Meer en meer worden er in Europa eremisdaden gepleegd. Die eremisdaden hebben voornamelijk nefaste gevolgen voor vrouwen in bepaalde gemeenschappen. Het gaat vaak over kleine patriarchale en fundamentalistische gemeenschappen in grootsteden. Allerlei geweld tegen vrouwen wordt vaak gepleegd in naam van de traditie en de familie-eer. De bekendste vormen zijn uiteraard de eremoord, huisgevangenschap, inperking van bewegingsvrijheid en verplichte keuze van een partner. Uiteraard kan in een rechtsstaat noch cultuur noch traditie de oorzaak zijn van gewelddadige acties of andere misdrijven vanuit het zogenaamde eergevoel. In een antwoord van de minister van Binnenlandse Zaken op schriftelijke vraag nr. 4-5995 blijkt dat op basis van de variabelen in de algemene nationale gegevensbank het niet mogelijk is het fenomeen “eremisdrijven” af te splitsen. De geachte minister zou, aldus het antwoord, in september 2009 een werkgroep opgestart hebben om “het operationaliseren van dit criminaliteitsfenomeen en de integratie ervan in de registratiesystemen te behandelen.”

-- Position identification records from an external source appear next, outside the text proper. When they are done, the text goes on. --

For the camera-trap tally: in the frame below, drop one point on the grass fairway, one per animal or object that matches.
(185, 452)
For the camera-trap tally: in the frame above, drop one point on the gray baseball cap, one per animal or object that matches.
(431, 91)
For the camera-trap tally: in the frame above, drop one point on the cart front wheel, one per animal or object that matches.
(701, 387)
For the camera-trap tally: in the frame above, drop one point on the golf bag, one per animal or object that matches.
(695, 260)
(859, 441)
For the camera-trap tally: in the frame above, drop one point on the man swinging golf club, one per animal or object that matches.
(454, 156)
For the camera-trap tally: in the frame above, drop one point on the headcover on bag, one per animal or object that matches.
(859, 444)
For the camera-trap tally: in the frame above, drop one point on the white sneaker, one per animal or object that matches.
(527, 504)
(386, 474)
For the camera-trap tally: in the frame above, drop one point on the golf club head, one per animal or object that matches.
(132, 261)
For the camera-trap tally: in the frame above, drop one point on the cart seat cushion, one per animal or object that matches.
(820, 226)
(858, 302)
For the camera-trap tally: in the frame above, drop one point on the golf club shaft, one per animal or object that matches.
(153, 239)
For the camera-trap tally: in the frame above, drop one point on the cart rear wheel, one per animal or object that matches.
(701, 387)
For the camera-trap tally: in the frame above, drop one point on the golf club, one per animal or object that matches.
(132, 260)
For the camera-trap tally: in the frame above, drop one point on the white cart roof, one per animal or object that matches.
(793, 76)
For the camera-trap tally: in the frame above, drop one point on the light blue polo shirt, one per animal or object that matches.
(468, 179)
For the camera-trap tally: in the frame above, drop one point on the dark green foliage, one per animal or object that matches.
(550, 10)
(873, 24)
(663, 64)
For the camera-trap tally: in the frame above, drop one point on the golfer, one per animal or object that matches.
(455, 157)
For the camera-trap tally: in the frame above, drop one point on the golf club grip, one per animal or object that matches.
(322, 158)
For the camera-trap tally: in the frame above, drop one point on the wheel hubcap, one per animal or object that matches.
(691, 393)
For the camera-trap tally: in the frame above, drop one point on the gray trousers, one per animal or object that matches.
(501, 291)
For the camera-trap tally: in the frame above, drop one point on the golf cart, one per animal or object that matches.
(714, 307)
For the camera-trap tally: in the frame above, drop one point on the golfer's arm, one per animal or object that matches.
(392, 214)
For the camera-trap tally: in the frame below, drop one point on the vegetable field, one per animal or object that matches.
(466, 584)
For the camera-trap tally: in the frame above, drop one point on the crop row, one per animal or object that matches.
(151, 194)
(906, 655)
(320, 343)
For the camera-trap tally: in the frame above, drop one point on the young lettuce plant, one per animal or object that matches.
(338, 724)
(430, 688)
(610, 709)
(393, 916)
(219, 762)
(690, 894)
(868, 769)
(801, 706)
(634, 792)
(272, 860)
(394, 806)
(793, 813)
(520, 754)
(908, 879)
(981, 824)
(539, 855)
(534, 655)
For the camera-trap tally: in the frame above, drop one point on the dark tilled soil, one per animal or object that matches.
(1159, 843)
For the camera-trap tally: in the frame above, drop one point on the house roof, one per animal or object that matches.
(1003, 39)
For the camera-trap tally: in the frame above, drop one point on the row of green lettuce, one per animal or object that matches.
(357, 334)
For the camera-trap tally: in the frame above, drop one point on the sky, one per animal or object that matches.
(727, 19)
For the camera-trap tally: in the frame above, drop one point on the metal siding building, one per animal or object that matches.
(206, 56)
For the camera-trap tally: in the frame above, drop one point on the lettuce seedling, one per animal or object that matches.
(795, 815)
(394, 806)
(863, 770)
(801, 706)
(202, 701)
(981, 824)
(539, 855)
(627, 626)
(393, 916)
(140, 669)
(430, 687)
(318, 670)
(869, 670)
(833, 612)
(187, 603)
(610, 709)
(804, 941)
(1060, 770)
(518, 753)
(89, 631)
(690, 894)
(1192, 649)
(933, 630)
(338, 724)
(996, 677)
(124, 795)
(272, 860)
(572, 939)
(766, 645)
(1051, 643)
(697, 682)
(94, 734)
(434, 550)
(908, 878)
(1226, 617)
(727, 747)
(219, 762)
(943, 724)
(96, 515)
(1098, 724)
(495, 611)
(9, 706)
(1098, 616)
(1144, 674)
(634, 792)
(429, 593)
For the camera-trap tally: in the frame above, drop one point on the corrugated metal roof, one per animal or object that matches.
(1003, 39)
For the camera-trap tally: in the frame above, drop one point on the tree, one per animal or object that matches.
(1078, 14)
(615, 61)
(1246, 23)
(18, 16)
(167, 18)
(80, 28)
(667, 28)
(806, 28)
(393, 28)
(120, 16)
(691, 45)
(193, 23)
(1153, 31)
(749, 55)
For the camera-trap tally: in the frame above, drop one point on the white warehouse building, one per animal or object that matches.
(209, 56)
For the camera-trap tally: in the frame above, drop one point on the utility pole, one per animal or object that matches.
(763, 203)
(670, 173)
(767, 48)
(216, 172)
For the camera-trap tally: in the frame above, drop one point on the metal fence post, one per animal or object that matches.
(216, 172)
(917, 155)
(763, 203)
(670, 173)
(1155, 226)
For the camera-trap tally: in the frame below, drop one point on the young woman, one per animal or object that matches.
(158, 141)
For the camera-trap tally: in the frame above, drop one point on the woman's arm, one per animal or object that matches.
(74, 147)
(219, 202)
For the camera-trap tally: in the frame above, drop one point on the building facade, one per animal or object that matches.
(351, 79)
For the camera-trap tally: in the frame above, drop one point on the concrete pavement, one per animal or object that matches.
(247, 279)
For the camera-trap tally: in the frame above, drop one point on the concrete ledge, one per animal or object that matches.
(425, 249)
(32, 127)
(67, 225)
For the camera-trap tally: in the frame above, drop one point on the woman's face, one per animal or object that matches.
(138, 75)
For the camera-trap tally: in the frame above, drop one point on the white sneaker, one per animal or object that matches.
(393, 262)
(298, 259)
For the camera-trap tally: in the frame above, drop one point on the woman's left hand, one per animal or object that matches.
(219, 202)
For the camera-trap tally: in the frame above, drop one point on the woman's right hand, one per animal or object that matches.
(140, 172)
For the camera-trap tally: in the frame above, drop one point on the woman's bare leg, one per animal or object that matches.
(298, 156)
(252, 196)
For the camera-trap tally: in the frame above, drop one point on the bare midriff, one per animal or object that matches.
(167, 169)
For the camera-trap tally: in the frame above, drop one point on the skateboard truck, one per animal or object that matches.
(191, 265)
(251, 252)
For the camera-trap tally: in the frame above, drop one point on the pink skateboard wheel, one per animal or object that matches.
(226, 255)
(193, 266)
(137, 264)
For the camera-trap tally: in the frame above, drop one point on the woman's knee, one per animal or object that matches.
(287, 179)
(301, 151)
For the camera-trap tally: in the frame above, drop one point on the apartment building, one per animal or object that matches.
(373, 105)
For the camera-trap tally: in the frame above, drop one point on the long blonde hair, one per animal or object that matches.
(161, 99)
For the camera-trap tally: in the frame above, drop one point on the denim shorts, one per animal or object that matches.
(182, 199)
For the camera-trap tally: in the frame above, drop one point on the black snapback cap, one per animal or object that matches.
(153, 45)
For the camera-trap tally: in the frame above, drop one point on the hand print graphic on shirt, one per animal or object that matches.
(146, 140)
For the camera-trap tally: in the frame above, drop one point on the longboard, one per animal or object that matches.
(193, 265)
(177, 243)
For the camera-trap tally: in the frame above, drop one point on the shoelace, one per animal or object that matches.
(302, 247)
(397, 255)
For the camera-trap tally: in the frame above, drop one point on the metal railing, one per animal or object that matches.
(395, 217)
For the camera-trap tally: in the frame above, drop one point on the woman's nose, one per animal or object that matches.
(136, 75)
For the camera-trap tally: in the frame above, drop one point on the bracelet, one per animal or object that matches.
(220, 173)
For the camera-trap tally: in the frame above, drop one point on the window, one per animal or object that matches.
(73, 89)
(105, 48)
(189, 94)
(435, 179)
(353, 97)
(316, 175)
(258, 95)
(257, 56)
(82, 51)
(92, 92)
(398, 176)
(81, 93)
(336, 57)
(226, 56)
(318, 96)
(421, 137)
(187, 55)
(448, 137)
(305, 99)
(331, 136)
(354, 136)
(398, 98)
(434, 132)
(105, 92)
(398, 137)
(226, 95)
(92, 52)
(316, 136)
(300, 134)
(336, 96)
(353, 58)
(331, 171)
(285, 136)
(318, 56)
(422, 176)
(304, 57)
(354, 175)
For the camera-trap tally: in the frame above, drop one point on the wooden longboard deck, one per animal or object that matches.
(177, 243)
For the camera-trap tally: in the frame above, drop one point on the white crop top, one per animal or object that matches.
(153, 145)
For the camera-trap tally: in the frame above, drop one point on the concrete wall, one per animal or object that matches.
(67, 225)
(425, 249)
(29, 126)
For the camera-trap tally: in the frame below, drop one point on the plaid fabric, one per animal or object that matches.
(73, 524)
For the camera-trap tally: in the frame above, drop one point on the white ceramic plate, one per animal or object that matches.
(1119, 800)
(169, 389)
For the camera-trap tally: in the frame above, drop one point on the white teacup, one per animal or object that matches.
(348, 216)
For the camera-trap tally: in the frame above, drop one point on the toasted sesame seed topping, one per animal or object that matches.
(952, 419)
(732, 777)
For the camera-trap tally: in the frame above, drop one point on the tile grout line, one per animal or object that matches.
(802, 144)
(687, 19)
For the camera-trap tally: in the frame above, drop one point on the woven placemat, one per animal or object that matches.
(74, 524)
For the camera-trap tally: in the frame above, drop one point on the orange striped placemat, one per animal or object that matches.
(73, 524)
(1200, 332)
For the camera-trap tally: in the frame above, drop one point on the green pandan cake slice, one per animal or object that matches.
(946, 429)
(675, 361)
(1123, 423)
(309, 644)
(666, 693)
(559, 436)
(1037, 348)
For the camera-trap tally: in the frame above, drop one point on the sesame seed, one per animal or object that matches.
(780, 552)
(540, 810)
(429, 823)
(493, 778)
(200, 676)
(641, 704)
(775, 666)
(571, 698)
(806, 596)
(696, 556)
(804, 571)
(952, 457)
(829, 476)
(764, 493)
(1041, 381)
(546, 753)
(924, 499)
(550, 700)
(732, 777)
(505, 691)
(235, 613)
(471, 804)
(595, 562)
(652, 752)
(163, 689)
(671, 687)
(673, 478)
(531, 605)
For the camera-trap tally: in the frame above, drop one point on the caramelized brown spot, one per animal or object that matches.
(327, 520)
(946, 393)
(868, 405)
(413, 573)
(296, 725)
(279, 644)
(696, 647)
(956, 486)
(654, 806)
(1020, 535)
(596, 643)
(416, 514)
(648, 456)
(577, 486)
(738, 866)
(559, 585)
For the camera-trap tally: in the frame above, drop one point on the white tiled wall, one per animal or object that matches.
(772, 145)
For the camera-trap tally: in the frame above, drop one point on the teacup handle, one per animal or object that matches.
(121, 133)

In dat kader heb ik volgende vragen:

Is de geachte minister er reeds in geslaagd om dat criminaliteitsfenomeen te operationaliseren en in de registratiesystemen op te nemen?

Zo ja, welke eremisdrijven komen erin voor? Heeft hij er enig idee van bij welke gemeenschappen die problemen het vaakst voorkomen? Waar komen die eremisdrijven het meeste voor? Is hij akkoord dat de misdrijven vaak binnenshuis blijven en zelden aan het licht komen? Gaat hij ermee akkoord dat het gerecht die eremisdrijven assertief moet 'opzoeken'?

Zo ja, hoeveel arrestaties waren er in 2006, 2007, 2008 en 2009 gelinkt aan dergelijke gewelddadige eremisdrijven?

Welk beleid stelt hij voorop om die gemeenschappen er in dialoog voor te sensibiliseren dat dergelijke eremisdrijven niet te rijmen vallen met de Belgische rechtsstaat, de grondwettelijke gelijkheid in burgerrechten en het individueel vrijheidsbeginsel? Kan de Moslimexecutieve hierin een rol spelen? Doet ze dit ook?